Custom Search

Monday, October 16, 2006

disgraced Akhtar

Cricket: Doctor defends disgraced Akhtar

The doctor of shamed Pakistani cricketer Shoaib Akhtar has come out in defence of the player at the centre of cricketing's latest drugs scandal.

"Shoaib Akhtar may have taken the drug accidentally," according to his doctor Tauseef Razzaq, in an article posted on the ICC Champions Trophy website today.

Speaking from his Lahore residence, Dr Razzaq told the website, "I have been treating [Akhtar] for the last five years and he is more like a son to me. He never hides anything from me and I can say that he [would] never take the banned substance deliberately."

Dr Razzaq reportedly said the fast bowler has been on a herbal medication prescribed by a local hakim (doctor) in Pakistan and that could have created the problem.

"It is a possibility that the nandrolone drug was mixed in herbal medicines that he has been taking since his last surgery."

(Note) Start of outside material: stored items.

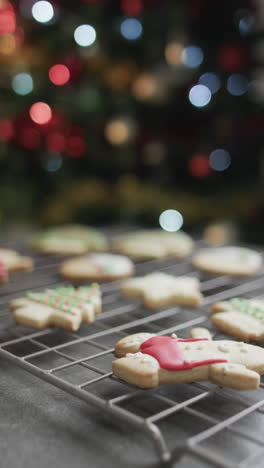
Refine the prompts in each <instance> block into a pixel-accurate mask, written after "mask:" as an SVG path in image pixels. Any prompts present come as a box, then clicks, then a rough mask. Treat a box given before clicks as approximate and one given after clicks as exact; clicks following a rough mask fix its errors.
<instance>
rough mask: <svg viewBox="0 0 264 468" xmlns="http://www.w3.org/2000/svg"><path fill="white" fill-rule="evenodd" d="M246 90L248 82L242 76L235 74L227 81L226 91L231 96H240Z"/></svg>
mask: <svg viewBox="0 0 264 468" xmlns="http://www.w3.org/2000/svg"><path fill="white" fill-rule="evenodd" d="M247 90H248V80H247V78H246V77H245V76H244V75H241V74H239V73H235V74H233V75H231V76H229V78H228V80H227V91H228V92H229V93H230V94H232V95H233V96H242V95H243V94H245V93H246V92H247Z"/></svg>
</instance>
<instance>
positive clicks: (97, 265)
mask: <svg viewBox="0 0 264 468" xmlns="http://www.w3.org/2000/svg"><path fill="white" fill-rule="evenodd" d="M133 273H134V265H133V263H132V261H131V260H130V259H129V258H128V257H125V256H124V255H113V254H108V253H101V254H99V253H98V254H96V253H94V254H89V255H85V256H82V257H77V258H72V259H70V260H66V261H65V262H63V263H62V265H61V266H60V274H61V275H62V276H63V277H64V278H66V279H69V280H71V281H84V280H96V281H113V280H117V279H121V278H127V277H128V276H131V275H133Z"/></svg>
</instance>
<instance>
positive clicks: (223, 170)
mask: <svg viewBox="0 0 264 468" xmlns="http://www.w3.org/2000/svg"><path fill="white" fill-rule="evenodd" d="M209 163H210V166H211V168H212V169H214V170H215V171H225V170H226V169H228V167H229V166H230V164H231V156H230V153H228V151H226V150H223V149H216V150H214V151H212V153H211V154H210V156H209Z"/></svg>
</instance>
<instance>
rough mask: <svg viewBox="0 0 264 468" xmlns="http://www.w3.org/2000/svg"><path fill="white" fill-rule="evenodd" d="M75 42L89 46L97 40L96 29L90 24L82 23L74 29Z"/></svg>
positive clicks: (80, 44) (86, 46)
mask: <svg viewBox="0 0 264 468" xmlns="http://www.w3.org/2000/svg"><path fill="white" fill-rule="evenodd" d="M74 39H75V42H77V44H78V45H79V46H81V47H88V46H90V45H92V44H93V43H94V42H95V40H96V31H95V29H94V27H93V26H91V25H90V24H81V25H80V26H78V27H77V28H76V29H75V31H74Z"/></svg>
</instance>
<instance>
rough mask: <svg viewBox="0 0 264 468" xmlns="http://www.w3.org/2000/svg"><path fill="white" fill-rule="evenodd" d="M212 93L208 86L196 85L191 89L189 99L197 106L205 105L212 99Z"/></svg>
mask: <svg viewBox="0 0 264 468" xmlns="http://www.w3.org/2000/svg"><path fill="white" fill-rule="evenodd" d="M211 97H212V93H211V91H210V89H209V88H208V87H207V86H204V85H200V84H199V85H195V86H193V87H192V88H191V89H190V92H189V101H190V103H191V104H192V105H193V106H195V107H204V106H207V104H209V102H210V101H211Z"/></svg>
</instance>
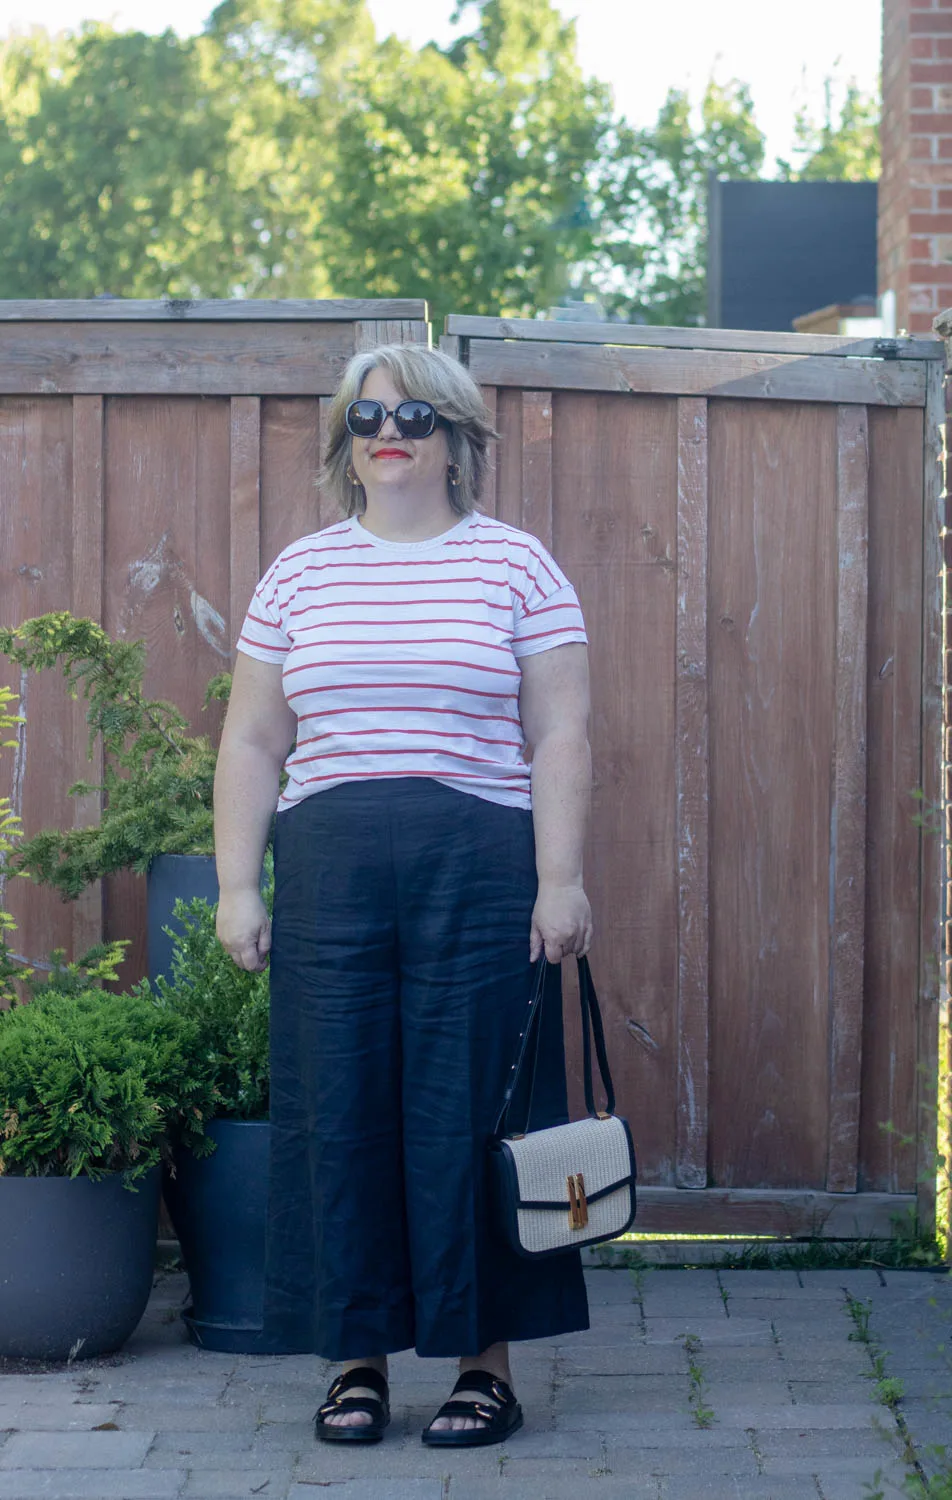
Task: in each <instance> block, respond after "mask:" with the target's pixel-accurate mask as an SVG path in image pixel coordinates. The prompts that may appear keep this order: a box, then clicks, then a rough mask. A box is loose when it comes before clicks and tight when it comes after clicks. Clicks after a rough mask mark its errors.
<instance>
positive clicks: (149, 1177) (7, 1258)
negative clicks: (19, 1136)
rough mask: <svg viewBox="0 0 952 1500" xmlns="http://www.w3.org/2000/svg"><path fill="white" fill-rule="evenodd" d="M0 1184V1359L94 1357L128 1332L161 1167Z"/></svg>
mask: <svg viewBox="0 0 952 1500" xmlns="http://www.w3.org/2000/svg"><path fill="white" fill-rule="evenodd" d="M136 1187H138V1191H136V1193H132V1191H130V1190H129V1188H123V1185H121V1178H120V1176H114V1178H103V1179H102V1181H100V1182H90V1181H88V1178H0V1355H1V1356H6V1358H12V1359H69V1358H70V1355H73V1358H76V1359H93V1358H96V1356H97V1355H111V1353H112V1352H114V1350H117V1349H120V1347H121V1346H123V1344H124V1343H126V1340H127V1338H129V1337H130V1334H132V1332H133V1331H135V1328H136V1325H138V1322H139V1319H141V1317H142V1313H144V1311H145V1304H147V1302H148V1293H150V1292H151V1283H153V1265H154V1248H156V1221H157V1217H159V1187H160V1169H159V1167H156V1169H154V1170H153V1172H150V1173H148V1175H147V1176H145V1178H142V1181H141V1182H139V1184H138V1185H136Z"/></svg>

The superstar fast bowler and fellow bowler Mohammad Asif both tested positive for the steroid nandrolone, and were sent home from the Champions Trophy.

The tests were conducted by Pakistan at a camp late last month.

A spokesman for the Pakistan Cricket Board says the two players were part of a group of 25 tested before the Champions Trophy, in a World Anti-Doping Agency-accredited laboratory in Malaysia.

The tests were conducted internally, and not in an ICC tournament, so Shoaib Akhtar and Mohammad Asif will appear before a PCB disciplinary committee.

Pakistan coach Bob Woolmer is defending his players, and says there is no way the players would have taken something to boost performance, but they have both been recovering from injury, so maybe that has something to do with it.

Akhtar has been suffering from knee and ankle problems while Asif had had a shoulder problem.

Nandrolone can sometimes aid recovery from injury.

If the 'B' samples are positive, both bowlers will be banned for two years.

"I want to assure everyone that I am innocent of doing anything I shouldn't have," Shoaib told the website.

"All I can say at this stage is that I have not knowingly taken any performance-enhancing drugs and would never cheat my team mates or opponents in this way."

PCB chairman Naseem Ashraf said an investigation would be set up to look into the matter and possible actions against the pair.

"The players took it unfortunately," Ashraf said.

"They might have had no idea about the drug. It is the first time our players have tested positive so we'll take action accordingly."

Pakistan meet Sri Lanka in their first tournament clash tonight.

Pakistan cricket is still reeling from a ball-tampering fiasco which caused the team to forfeit the recent fourth test against England at The Oval.

That is in addition to controversy over the captaincy and the resignation of board chairman Shaharyar Khan.

Both players have only recently returned to top class cricket with Shoaib missing the four-test series in England last year with knee and ankle problems.

Asif played in the final test after he was sidelined by an elbow injury.

Australian leg spinner Shane Warne was banned for one year after testing positive for a diuretic before the 2003 World Cup in South Africa.

Cricket website Cricinfo quoted Malcolm Speed, the chief executive of the ICC, saying that players should be well aware of banned substances.

Mr Speed told reporters in Jaipur that it was disappointing that two of Pakistan's premier bowlers had failed a test.

"Players have been tested since 2002 and I believe they're well aware of the substances on the list, as well as substances that most commonly cause problems for other sports. A number of times, the list has been advised to the cricket boards. This is not the first tournament when ICC has tested for drugs. We started in 2002 at the Under-19 World Cup in New Zealand."

He continued: "Cricket is regarded as a low-risk sport in terms of doping.

"But five of our members - England, South Africa, Pakistan, New Zealand and Australia - carry out regular testing within their own countries. The ICC has signed the World Anti-Doping Association (WADA) code, as have most countries."

Speed was quoted by cricinfo as commenting on Shoaib Akhtar: "Shoaib has always been an exciting cricketer, a character and history will judge him the way it has to."